The "DB::Exception: Shard has no connections" error in ClickHouse occurs when the server cannot find or establish any usable connection to a particular shard in a distributed query. The error code is SHARD_HAS_NO_CONNECTIONS. This differs from a general connection failure in that it specifically indicates the connection pool for a shard is empty -- there are no connections available, whether idle or newly created.
Impact
When a shard has no connections, any distributed query that needs data from that shard will fail. This leads to:
- Failed queries that span the affected shard
- Blocked distributed INSERTs targeting that shard
- Possible data pipeline stalls if the shard handles a critical portion of the data
- Degraded cluster availability until the shard becomes reachable again
Common Causes
- All replicas of the shard are offline -- Every ClickHouse instance serving the shard is stopped, crashed, or unreachable.
- Network partitioning -- The initiator node is isolated from the shard's replicas by a network-level issue.
- Misconfigured shard definition -- The
remote_serversconfiguration references hosts or ports that do not correspond to running ClickHouse instances. - Connection pool not yet initialized -- In rare cases after a cold start, the pool for a shard may not have been established before the first query arrives.
- Authentication failures on all replicas -- If credentials configured for inter-cluster communication are wrong, no connections can be created.
- Port conflicts or binding issues -- The remote ClickHouse server is listening on a different port than what the cluster configuration specifies.
Troubleshooting and Resolution Steps
Identify which shard is affected by inspecting the cluster configuration:
SELECT cluster, shard_num, replica_num, host_name, port FROM system.clusters WHERE cluster = 'your_cluster';Cross-reference the shard number from the error message with this output.
Test connectivity to each replica of the affected shard:
clickhouse-client --host <replica_host> --port 9000 --query "SELECT 1"If this fails, the replica is not reachable or not running.
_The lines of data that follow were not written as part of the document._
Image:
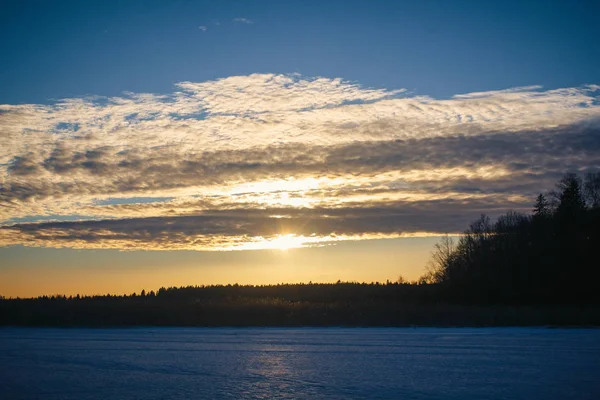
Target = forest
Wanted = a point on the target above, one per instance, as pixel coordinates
(522, 269)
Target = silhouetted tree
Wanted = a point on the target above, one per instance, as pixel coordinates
(541, 207)
(592, 189)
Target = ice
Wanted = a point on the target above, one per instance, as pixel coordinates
(305, 363)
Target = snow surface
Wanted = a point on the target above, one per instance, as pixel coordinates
(306, 363)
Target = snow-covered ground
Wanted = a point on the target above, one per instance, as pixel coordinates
(328, 363)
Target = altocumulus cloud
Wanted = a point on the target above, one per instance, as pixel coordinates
(238, 162)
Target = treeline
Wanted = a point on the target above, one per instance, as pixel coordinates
(550, 257)
(538, 269)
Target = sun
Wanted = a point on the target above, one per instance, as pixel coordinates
(286, 242)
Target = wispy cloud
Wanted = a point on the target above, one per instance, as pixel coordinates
(243, 20)
(243, 160)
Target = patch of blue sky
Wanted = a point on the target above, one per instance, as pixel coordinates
(68, 126)
(198, 116)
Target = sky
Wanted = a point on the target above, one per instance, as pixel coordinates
(149, 144)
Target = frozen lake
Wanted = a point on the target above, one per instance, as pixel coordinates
(309, 363)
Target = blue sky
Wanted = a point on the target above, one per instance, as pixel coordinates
(144, 141)
(61, 49)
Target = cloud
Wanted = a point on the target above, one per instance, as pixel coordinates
(243, 20)
(229, 155)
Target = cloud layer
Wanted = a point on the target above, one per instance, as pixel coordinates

Check the ClickHouse process on each replica node:
systemctl status clickhouse-server ps aux | grep clickhouseVerify authentication credentials for inter-node communication: Check that the
<user>and<password>elements in the<remote_servers>configuration match the user defined on the remote nodes:<remote_servers> <your_cluster> <shard> <replica> <host>node1</host> <port>9000</port> <user>default</user> <password>your_password</password> </replica> </shard> </your_cluster> </remote_servers>Review the error log on the initiator node for more detailed connection failure reasons:
grep -i "connection\|SHARD_HAS_NO_CONNECTIONS" /var/log/clickhouse-server/clickhouse-server.logIf the shard is intentionally decommissioned, update the cluster configuration to remove it and reload:
SYSTEM RELOAD CONFIG;
Best Practices
- Always provision at least two replicas per shard to avoid single points of failure.
- Use configuration management (Ansible, Puppet, etc.) to ensure cluster definitions stay consistent across all nodes.
- Monitor connection pool health by tracking distributed query errors in
system.errorsand setting up alerts. - Validate cluster configuration changes in a staging environment before applying them to production.
- Document the mapping between shard numbers and physical hosts for faster incident response.
- Test inter-node authentication after credential rotations to catch mismatches before they affect production.
Frequently Asked Questions
Q: How is SHARD_HAS_NO_CONNECTIONS different from ALL_CONNECTION_TRIES_FAILED?
A: SHARD_HAS_NO_CONNECTIONS means there are no connections available in the pool for the shard at all. ALL_CONNECTION_TRIES_FAILED means ClickHouse actively attempted to connect and each attempt was rejected or timed out. The former can occur when the pool is simply empty, while the latter reflects active connection failures.
Q: Can this error appear for just one shard while others work fine?
A: Absolutely. Each shard has its own set of replicas and connection state. If only one shard's replicas are unreachable, only queries touching that shard will fail.
Q: Will skip_unavailable_shards help with this error?
A: Yes. If you set skip_unavailable_shards = 1, ClickHouse will skip the unreachable shard and return results from the remaining shards. The results will be incomplete, however.
Q: What port should I check when debugging this error?
A: Check the native protocol port, which defaults to 9000 (or 9440 for TLS). The HTTP port (8123) is not used for inter-node distributed queries.